Conditional mean over a Pandas DataFrame

Oliver G picture Oliver G · Jun 27, 2017 · Viewed 20.2k times · Source

I have a dataset from which I want a few averages of multiple variables I created.

I started off with:

data2['socialIdeology2'].mean()

data2['econIdeology'].mean()

^ that works perfectly, and gives me the averages I'm looking for.

Now, I'm trying to do a conditional mean, so the mean only for a select group within the data set. (I want the ideologies broken down by whom voted for in the 2016 election) In Stata, the code would be similar to: mean(variable) if voteChoice == 'Clinton'

Looking into it, I came to the conclusion a conditional mean just isn't a thing (although hopefully I am wrong?), so I was writing my own function for it.

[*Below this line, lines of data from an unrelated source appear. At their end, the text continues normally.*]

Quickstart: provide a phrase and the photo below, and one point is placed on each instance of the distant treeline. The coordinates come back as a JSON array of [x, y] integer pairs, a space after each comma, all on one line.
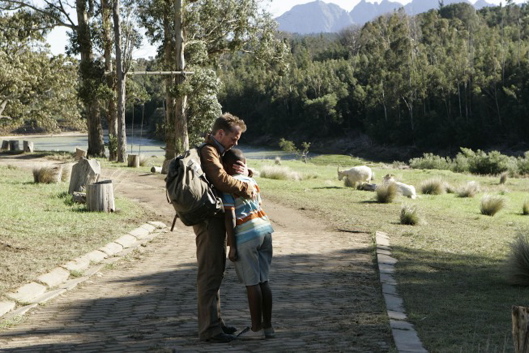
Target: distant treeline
[[449, 78]]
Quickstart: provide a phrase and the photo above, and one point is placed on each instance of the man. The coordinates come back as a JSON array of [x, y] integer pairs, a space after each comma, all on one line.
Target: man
[[211, 234]]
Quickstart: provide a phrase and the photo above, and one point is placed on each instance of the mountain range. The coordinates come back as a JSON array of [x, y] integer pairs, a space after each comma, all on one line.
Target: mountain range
[[321, 17]]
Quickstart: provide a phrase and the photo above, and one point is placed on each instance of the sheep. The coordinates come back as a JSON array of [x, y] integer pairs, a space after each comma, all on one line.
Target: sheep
[[354, 175], [404, 189]]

This is me just starting out with a 'mean' function, to create a foundation for a conditional mean function:

def mean():
    sum = 0.0
    count = 0
    for index in range(0, len(data2['socialIdeology2'])):
        sum = sum + (data2['socialIdeology2'][index])
        print(data2['socialIdeology2'][index])
        count = count + 1
    return sum / count

print(mean())

Yet I keep getting 'nan' as the result. Printing data2['socialIdeology2'][index] within the loop prints nan over and over again.

So my question is: if the data stored within the socialIdeology2 variable really is a nan (which I don't understand how it could be), why is it that the .mean() function works with it?

And how can I get generate means by category?

Answer

Brad Solomon picture Brad Solomon · Jun 27, 2017

Conditional mean is indeed a thing in pandas. You can use DataFrame.groupby():

means = data2.groupby('voteChoice').mean()

or maybe, in your case, the following would be more efficient:

means = data2.groupby('voteChoice')['socialIdeology2'].mean()

to drill down to the mean you're looking for. (The first case will calculate means for all columns.) This is assuming that voteChoice is the name of the column you want to condition on.